Wytensin Side Effects

Generic Name: guanabenz

Note: This page contains side effects data for the generic drug guanabenz. It is possible that some of the dosage forms included below may not apply to the brand name Wytensin.

It is possible that some side effects of Wytensin may not have been reported. These can be reported to the FDA here. Always consult a healthcare professional for medical advice.

For the Consumer

Applies to guanabenz: oral tablet

As well as its needed effects, guanabenz (the active ingredient contained in Wytensin) may cause unwanted side effects that require medical attention.

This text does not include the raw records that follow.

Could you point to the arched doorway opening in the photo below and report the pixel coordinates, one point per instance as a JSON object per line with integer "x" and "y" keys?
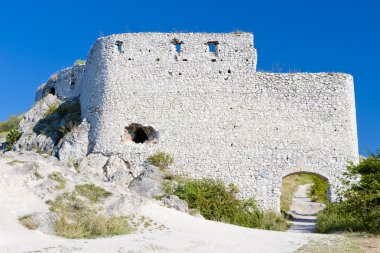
{"x": 306, "y": 186}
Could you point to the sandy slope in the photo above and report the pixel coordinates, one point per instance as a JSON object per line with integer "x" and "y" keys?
{"x": 184, "y": 234}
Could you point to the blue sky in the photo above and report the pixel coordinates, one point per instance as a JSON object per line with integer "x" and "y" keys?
{"x": 38, "y": 38}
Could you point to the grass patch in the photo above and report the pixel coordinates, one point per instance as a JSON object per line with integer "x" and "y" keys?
{"x": 77, "y": 218}
{"x": 318, "y": 191}
{"x": 92, "y": 192}
{"x": 57, "y": 177}
{"x": 358, "y": 208}
{"x": 28, "y": 222}
{"x": 217, "y": 202}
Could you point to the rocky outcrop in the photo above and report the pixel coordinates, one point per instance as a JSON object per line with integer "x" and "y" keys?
{"x": 29, "y": 139}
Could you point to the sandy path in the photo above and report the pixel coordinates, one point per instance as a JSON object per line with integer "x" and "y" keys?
{"x": 184, "y": 234}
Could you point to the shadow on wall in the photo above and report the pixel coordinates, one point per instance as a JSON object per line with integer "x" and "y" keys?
{"x": 318, "y": 192}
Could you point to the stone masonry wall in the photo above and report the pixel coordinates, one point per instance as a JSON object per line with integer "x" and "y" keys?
{"x": 215, "y": 114}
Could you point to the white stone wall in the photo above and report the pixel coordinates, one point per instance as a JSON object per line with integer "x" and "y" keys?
{"x": 215, "y": 114}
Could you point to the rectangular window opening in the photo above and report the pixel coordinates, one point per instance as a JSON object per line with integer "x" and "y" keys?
{"x": 119, "y": 45}
{"x": 213, "y": 47}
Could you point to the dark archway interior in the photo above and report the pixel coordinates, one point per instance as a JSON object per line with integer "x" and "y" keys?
{"x": 140, "y": 136}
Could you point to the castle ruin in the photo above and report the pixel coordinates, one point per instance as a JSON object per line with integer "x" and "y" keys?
{"x": 198, "y": 97}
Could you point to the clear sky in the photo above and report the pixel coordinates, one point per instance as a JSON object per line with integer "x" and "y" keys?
{"x": 38, "y": 38}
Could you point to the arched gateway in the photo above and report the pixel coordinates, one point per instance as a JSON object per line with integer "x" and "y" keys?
{"x": 214, "y": 113}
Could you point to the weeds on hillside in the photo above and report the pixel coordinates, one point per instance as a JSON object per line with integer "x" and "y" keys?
{"x": 78, "y": 218}
{"x": 28, "y": 222}
{"x": 12, "y": 137}
{"x": 217, "y": 202}
{"x": 92, "y": 192}
{"x": 358, "y": 208}
{"x": 57, "y": 177}
{"x": 59, "y": 120}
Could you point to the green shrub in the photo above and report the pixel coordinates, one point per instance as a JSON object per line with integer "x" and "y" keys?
{"x": 12, "y": 138}
{"x": 28, "y": 222}
{"x": 78, "y": 219}
{"x": 217, "y": 202}
{"x": 161, "y": 160}
{"x": 318, "y": 191}
{"x": 56, "y": 176}
{"x": 11, "y": 123}
{"x": 92, "y": 192}
{"x": 358, "y": 208}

If any of the following side effects occur while taking guanabenz, check with your doctor or nurse as soon as possible:

Signs and symptoms of overdose
  • Dizziness (severe)
  • irritability
  • nervousness
  • pinpoint pupils
  • slow heartbeat
  • unusual tiredness or weakness

Some guanabenz side effects may not need any medical attention. As your body gets used to the medicine these side effects may disappear. Your health care professional may be able to help you prevent or reduce these side effects, but do check with them if any of the following side effects continue, or if you are concerned about them:

More common
  • Dizziness
  • drowsiness
  • dryness of mouth
  • weakness
Less common or rare
  • Decreased sexual ability
  • headache
  • nausea

After you stop taking this drug, it is possible that you may still experience side effects that need medical attention. If you notice any of the following side effects check with your doctor immediately:

  • Anxiety or tenseness
  • chest pain
  • fast or irregular heartbeat
  • headache
  • increased salivation
  • increase in sweating
  • nausea or vomiting
  • nervousness or restlessness
  • shaking or trembling of hands or fingers
  • stomach cramps
  • trouble in sleeping

For Healthcare Professionals

Applies to guanabenz: compounding powder, oral tablet


In comparative studies the overall incidence of side effects associated with guanabenz (the active ingredient contained in Wytensin) was as high or higher than that seen with methyldopa or clonidine, but particularly troublesome effects, such as sodium retention, mental depression or sexual dysfunction, which have been associated with these drugs, have not been associated with guanabenz.

Nervous system

The most common side effects involve the nervous system. Drowsiness is a complaint in up to 35% of patients, and, with dry mouth, is the main reason some patients discontinue therapy. Weakness or dizziness each occur in 6% and headache in 2% in patients.


Gastrointestinal side effects include dry mouth in up to 37%, constipation in 2%, and nausea in 1% of patients.


Postural hypotension may not have been observed, at least during initial therapy with guanabenz (the active ingredient contained in Wytensin) due to peripheral vascular resistance and cardiac output remaining unchanged.

Although usually asymptomatic, guanabenz can decrease heart rate. Other cardiovascular side effects are rare. Unlike some other alpha-2-adrenoreceptor agonists, guanabenz is only rarely associated with orthostatic hypotension. Rebound hypertension can be a significant problem that may be accompanied by nervousness, palpitations, diaphoresis, anxiety, insomnia, malaise, and abdominal cramps. It has been observed anywhere from 16 to 72 hours after discontinuation of therapy.


Nasal congestion has been reported in less than 3% of patients.


Dermatologic rashes have been reported in less than 3% of patients.


Ocular side effects are limited to rare cases of blurry vision.


There are no serious endocrinologic side effects associated with guanabenz (the active ingredient contained in Wytensin) The drug does not appear to adversely affect the lipid profile. Some data indicate significant decreases in total and LDL cholesterol levels during guanabenz therapy.


There are no known clinically significant renal side effects from guanabenz (the active ingredient contained in Wytensin) Acutely (within the first day of therapy), guanabenz may cause a mild water diuresis. Unlike some alpha-2-adrenoreceptor agonists, guanabenz is not associated with sodium and water retention.

Some data have shown significant increases in glomerular filtration rate, natriuresis, and free water clearance associated with the use of guanabenz during the first few hours of therapy. Use of guanabenz for one week or more, however, has not been associated with significant changes in renal function parameters.